Stannard commences by examining whether miracles can indeed occur. After a long discussion, he ultimately confesses that it is up to the individual to make up their mind. He then proceeds to dicuss the views of two psychologists regarding religion. He sides with the theistic psychologist and attempts to discredit the logic of the non-theistic one by employing some very simple, unconvincing arguments. His discussion on why suffering exists in the world is quite amusing. He turns the tables on the reader by proclaiming that in some instances evil and suffering are "necessary" and "good". In the light of this proclamation, he continues to say that it is plausible that God can exist in a world full of suffering. However, once again he concludes by falling back on his favourite expression: "It's a mystery".
In later chapters Stannard discuss such topics as biological evolution and the big bang theory. He argues that at the fundamental level these scientific theories require the existence of God. Although I didn't agree with some of his conclusions, I was fascinated by his theories regarding God, time and Quantum mechanics.
Stannard's book was an enjoyable read. He is a physicist that knows his material and may convince some readers of God's existence on a scientific level. However, his theological apologetics are very weak. Stannard should stick to particle physics.

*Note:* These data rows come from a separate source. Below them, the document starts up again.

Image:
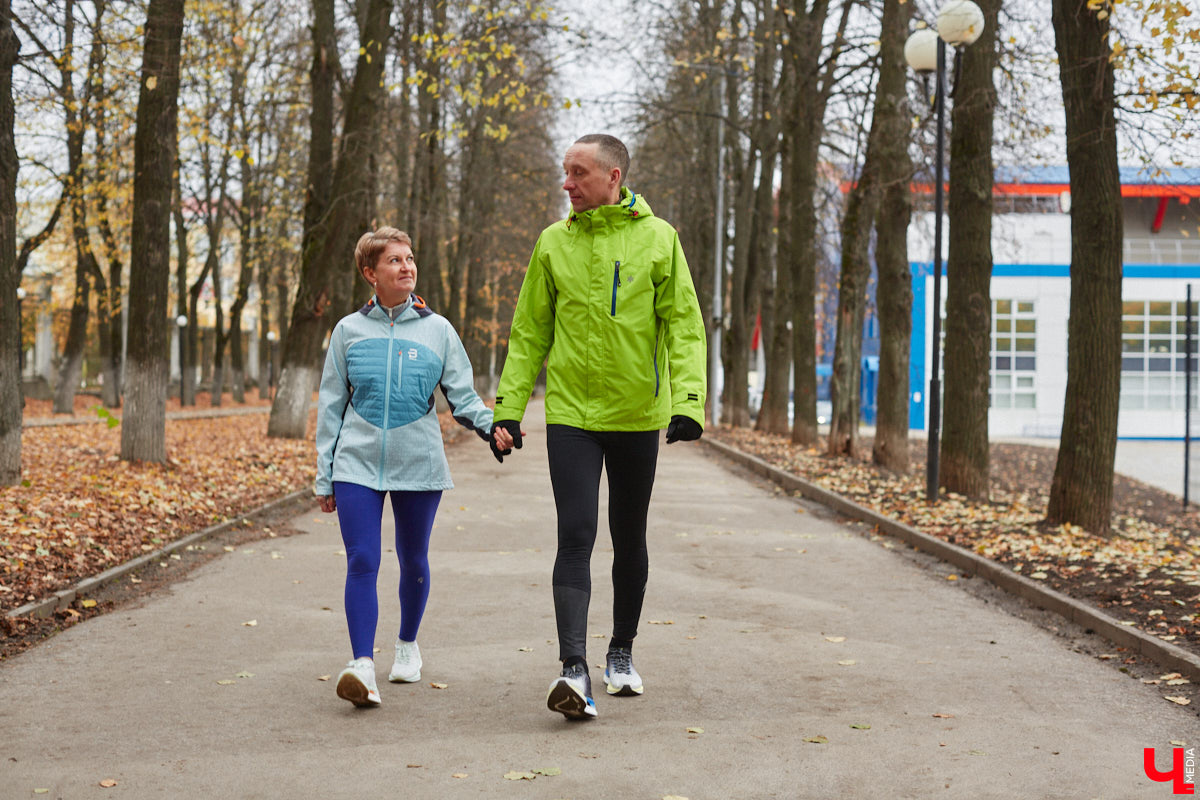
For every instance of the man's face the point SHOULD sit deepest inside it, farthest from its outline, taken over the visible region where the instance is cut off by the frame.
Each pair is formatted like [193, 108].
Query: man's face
[586, 182]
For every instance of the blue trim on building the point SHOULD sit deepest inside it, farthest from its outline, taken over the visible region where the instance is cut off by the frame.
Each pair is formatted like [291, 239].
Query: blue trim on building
[923, 270]
[1063, 270]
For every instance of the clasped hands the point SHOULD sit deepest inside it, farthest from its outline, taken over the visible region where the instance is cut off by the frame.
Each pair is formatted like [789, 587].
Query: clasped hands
[507, 434]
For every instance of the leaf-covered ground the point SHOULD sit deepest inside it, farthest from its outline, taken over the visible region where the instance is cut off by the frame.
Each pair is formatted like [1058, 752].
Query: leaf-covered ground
[1146, 573]
[82, 510]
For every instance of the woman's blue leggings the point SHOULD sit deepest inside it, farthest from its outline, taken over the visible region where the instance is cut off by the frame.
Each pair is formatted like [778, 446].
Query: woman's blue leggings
[360, 515]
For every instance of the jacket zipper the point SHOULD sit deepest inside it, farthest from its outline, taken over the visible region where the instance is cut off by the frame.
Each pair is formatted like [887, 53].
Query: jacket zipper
[655, 359]
[387, 402]
[616, 282]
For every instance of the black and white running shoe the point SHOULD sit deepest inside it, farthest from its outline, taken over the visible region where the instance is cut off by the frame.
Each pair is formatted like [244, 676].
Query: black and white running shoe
[619, 673]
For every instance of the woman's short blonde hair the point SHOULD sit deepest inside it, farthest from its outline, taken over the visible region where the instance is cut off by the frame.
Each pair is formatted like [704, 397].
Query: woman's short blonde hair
[372, 245]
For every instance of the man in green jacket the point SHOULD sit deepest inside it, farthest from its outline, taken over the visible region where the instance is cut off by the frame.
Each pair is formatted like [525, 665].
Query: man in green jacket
[607, 302]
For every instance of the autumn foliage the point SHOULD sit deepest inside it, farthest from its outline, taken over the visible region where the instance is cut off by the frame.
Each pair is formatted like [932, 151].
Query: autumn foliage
[82, 510]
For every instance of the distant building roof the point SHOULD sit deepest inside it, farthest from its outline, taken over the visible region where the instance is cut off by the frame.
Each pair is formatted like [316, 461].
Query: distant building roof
[1050, 180]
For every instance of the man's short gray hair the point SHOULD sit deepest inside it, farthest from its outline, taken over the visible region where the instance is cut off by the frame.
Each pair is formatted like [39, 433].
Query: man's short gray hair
[611, 151]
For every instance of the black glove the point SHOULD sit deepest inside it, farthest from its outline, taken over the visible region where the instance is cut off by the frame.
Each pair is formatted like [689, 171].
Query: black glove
[514, 429]
[683, 428]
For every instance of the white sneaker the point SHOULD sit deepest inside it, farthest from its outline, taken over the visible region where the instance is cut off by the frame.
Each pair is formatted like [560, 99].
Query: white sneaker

Understand the merging of our God and our science. Dec 4, 2001
Russell Stannard is a scientist with the heart, mind, and soul of a theologian/minister and seeks to explore the compatibility of science and religious beliefs. He presents science that the intelligent layperson can understand, including quantum physics and relativity. In presenting evidence for the Big Bang and evolution, he goes beyond the intelligent design theories I have heard before, to include new ways of understanding God's role. He gives wonderful scientific/theological views on miracles, evil and suffering, the resurrection, how the world began, the physical laws of our world and how God relates to them. His exploration of the dimension of time that we live in, but that God is beyond, is wonderfully enlightening and mentally challenging. The analogies he presents when discussing complex issues of science or of God's relationship to us are wonderful new ways of understanding age-old questions.
I highly recommend this book for those seekers or scholars who are trying to comprehend how our concept of God fits with today's scientific knowledge of the world and our place in it.